L’ITALIA SPENDE MALE
L’Italia spende circa il 3,6% del suo PIL per l’istruzione dalla scuola primaria all’università, che è una quota inferiore alla media OCSE (5%) e uno dei livelli più bassi di spesa tra i Paesi dell’OCSE. La spesa per studente spazia dai circa 8.000 dollari USA nell’istruzione primaria (94% della media OCSE) ai 9.200 dollari USA nell’istruzione secondaria (92% della media OCSE) e dagli 11.600 dollari USA nei corsi di studio terziari (74% della media OCSE) ai circa 7.600 dollari USA se si esclude la spesa per ricerca e sviluppo. Sebbene la spesa per studente aumenti ai livelli superiori di istruzione, il divario rispetto alla media OCSE diventa più ampio in quanto la spesa per l’istruzione aumenta di più in altri Paesi dell’OCSE.

LA SOLUZIONE
Portare a compimento il SNI domanda di considerare le spese per l’istruzione non come costi ma come investimenti in capitale umano. Questo significa avere a cuore il futuro dell’Italia. Investire significa a) rendersi conto dei bisogni reali, non di quelli artefatti, o peggio pilotati; b) avere consapevolezza delle risorse attuali, tenendo conto della necessità di onorare, da parte dello Stato, eventuali commesse a credito dei privati; c) considerare i benefici maggiori in rapporto al margine di rischio, d) azzerare gli sprechi, o costi cattivi, in vista del­l’investimento. L’Italia, a questo proposito, è il paese che spende di più e peggio in Europa, fondamentalmente a causa di carenza di educazione, formazione, cultura autentiche.

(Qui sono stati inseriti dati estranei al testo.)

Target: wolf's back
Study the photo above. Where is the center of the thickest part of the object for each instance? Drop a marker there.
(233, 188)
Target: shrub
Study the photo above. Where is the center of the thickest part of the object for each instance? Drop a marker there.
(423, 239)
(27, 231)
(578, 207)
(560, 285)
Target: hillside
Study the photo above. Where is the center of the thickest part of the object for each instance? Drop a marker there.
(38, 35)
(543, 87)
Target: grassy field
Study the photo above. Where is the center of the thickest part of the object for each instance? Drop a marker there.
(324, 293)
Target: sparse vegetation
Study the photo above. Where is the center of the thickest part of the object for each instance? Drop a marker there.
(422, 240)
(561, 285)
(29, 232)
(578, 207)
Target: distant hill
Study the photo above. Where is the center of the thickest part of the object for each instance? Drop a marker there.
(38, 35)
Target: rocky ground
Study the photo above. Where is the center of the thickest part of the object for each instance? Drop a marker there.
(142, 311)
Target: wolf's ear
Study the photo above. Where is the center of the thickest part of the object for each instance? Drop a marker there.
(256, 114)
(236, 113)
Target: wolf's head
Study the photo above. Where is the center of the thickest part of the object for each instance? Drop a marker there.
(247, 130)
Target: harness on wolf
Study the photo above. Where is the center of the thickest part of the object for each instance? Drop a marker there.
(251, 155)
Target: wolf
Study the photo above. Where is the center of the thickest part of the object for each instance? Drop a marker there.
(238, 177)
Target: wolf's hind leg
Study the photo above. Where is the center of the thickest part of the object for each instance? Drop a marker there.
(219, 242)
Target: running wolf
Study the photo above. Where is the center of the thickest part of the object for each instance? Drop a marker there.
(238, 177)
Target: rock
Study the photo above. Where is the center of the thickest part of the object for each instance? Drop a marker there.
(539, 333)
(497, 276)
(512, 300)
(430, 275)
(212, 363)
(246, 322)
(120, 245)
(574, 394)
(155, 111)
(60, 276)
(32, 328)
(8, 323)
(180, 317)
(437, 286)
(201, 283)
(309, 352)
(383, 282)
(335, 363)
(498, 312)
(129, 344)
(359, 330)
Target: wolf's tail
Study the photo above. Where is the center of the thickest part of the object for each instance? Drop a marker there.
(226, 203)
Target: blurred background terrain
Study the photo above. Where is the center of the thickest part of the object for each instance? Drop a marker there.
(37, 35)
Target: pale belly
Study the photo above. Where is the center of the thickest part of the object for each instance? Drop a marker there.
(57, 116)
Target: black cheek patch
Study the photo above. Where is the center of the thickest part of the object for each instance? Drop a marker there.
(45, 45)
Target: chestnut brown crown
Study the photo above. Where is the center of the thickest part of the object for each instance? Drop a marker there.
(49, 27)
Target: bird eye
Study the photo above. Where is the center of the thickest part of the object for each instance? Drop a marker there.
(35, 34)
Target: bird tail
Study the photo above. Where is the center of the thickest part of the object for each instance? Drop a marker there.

Qui si inserisce la chiave di volta fra i principi sopra enunciati e gli aspetti concreti che ne seguiranno.

L’unico passaggio, di fatto, che la storia suggerisce è 1) l’individuazione del costo standard di sostenibilità per allievo nelle forme che si riterranno più adatte al sistema italiano, 2) la conseguente possibilità di scegliere, per la famiglia, fra buona scuola pubblica statale e buona scuola pubblica paritaria.

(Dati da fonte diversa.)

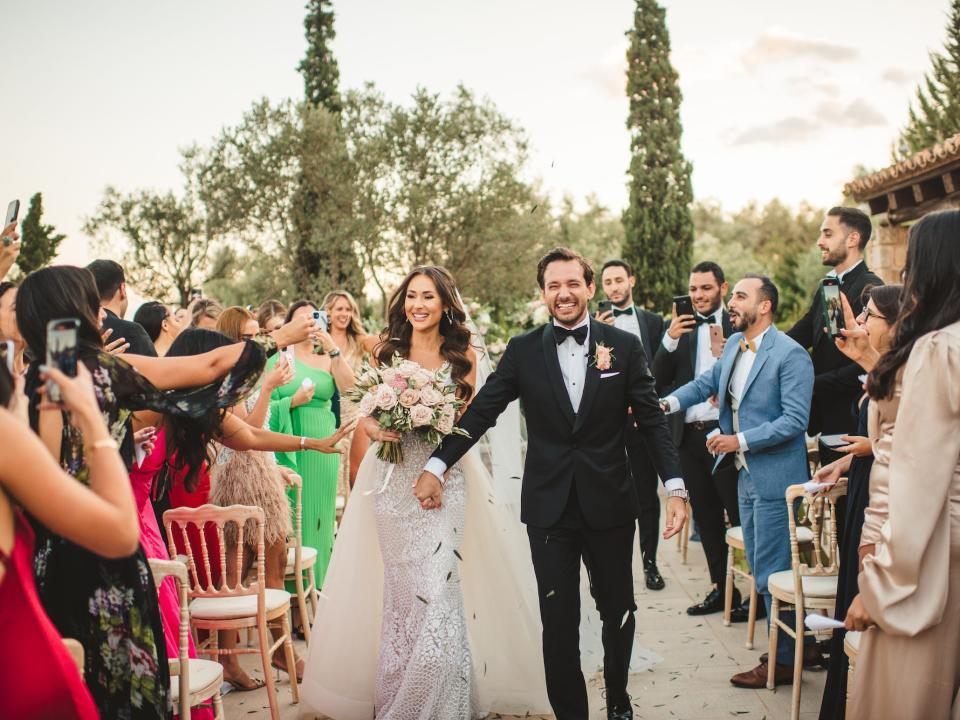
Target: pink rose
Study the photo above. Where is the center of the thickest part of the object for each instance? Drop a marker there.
(368, 403)
(409, 398)
(407, 368)
(420, 378)
(421, 415)
(429, 395)
(386, 397)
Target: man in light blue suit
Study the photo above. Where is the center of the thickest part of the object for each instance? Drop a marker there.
(764, 384)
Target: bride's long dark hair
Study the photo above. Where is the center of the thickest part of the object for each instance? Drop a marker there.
(454, 333)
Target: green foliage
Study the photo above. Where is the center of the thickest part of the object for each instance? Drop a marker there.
(596, 233)
(441, 182)
(39, 242)
(657, 222)
(773, 240)
(936, 115)
(166, 246)
(321, 76)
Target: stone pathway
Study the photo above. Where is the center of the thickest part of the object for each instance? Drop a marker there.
(693, 680)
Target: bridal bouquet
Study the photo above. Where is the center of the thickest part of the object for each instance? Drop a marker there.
(406, 397)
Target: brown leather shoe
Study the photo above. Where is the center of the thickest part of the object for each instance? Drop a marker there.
(756, 679)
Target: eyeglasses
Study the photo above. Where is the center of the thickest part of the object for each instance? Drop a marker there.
(868, 313)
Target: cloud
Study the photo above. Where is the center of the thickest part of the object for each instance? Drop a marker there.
(787, 130)
(898, 76)
(776, 47)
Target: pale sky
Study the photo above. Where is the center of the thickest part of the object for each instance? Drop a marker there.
(781, 98)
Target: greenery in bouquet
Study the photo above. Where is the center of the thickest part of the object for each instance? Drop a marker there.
(406, 397)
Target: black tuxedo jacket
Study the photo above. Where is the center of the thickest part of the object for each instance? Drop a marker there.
(835, 386)
(677, 368)
(133, 333)
(585, 449)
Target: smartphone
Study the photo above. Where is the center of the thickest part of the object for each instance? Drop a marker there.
(321, 320)
(61, 352)
(832, 307)
(684, 305)
(716, 340)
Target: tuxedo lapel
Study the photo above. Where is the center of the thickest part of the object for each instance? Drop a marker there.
(554, 376)
(592, 381)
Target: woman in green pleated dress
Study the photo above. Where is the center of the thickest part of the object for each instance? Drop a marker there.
(302, 407)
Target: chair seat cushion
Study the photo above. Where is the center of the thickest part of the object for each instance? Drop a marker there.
(735, 536)
(814, 586)
(203, 674)
(308, 557)
(232, 608)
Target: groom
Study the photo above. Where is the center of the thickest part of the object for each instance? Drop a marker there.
(576, 378)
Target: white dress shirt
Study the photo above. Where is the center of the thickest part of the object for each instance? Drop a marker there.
(573, 359)
(705, 411)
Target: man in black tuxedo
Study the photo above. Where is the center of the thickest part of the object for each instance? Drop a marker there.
(688, 351)
(576, 377)
(112, 286)
(618, 281)
(844, 234)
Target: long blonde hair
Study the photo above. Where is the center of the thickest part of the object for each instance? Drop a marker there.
(354, 329)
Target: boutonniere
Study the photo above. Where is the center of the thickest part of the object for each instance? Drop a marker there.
(603, 357)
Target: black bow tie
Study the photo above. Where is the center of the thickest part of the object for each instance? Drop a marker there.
(561, 333)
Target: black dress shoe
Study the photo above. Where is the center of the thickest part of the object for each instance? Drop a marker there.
(654, 578)
(741, 613)
(713, 602)
(624, 712)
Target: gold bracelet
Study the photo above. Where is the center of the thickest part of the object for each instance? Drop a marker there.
(104, 443)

Risultati: a) una buona e necessaria concorrenza fra le scuole sotto lo sguardo garante dello Stato; b) l’innalzamento del livello di qualità del sistema scolastico italiano con la naturale fine dei diplomifici e delle scuole che non fanno onore ad un SNI d’eccellenza quale è quello che l’Italia deve perseguire per i propri cittadini, c) la valorizzazione dei docenti e il riconoscimento del merito, come risorsa insostituibile per la scuola e la società, 4) l’abbassamento dei costi e la destinazione dell’economia ad altri scopi.

Si innescherebbe così un circolo virtuoso che romperebbe il meccanismo dei tagli, conseguenti a sempre minori risorse (perché sprecate) che producono a loro volta altro debito pubblico. Il Welfare non può sostenere altri costi; non a caso il Principio di Sussidiarietà, oltre ad avere una valenza etica, è anzitutto un principio economico prioritario. Europa docet.

Se si ripartirà da questo punto senza cedere alla tentazione di una sistema scolastico statalista, la partita è ancora aperta e i contributi dei cittadini – genitori, docenti, dirigenti – saranno fondamentali, perché ... “ne va la vita!” (Alessandro Manzoni).

E che sia il costo standard l’anello mancante nel SNI si evince proprio a) dalla specificità Italiana: un sistema scolastico classista, discriminatorio, regionalista, il più costoso in Europa anche se è quello che vede l’Italia occupare gli ultimi posti Ocse e b) da quel fil rouge che sembra attraversare in modo trasversale tutte le recenti riforme sulla Scuola (“soggetti corresponsabili – famiglie, dirigenti, docenti – di autonomie scolastiche”) e che si conferma l’indiscussa leva per un reale processo di rinnovamento del Sistema Scolastico Italiano.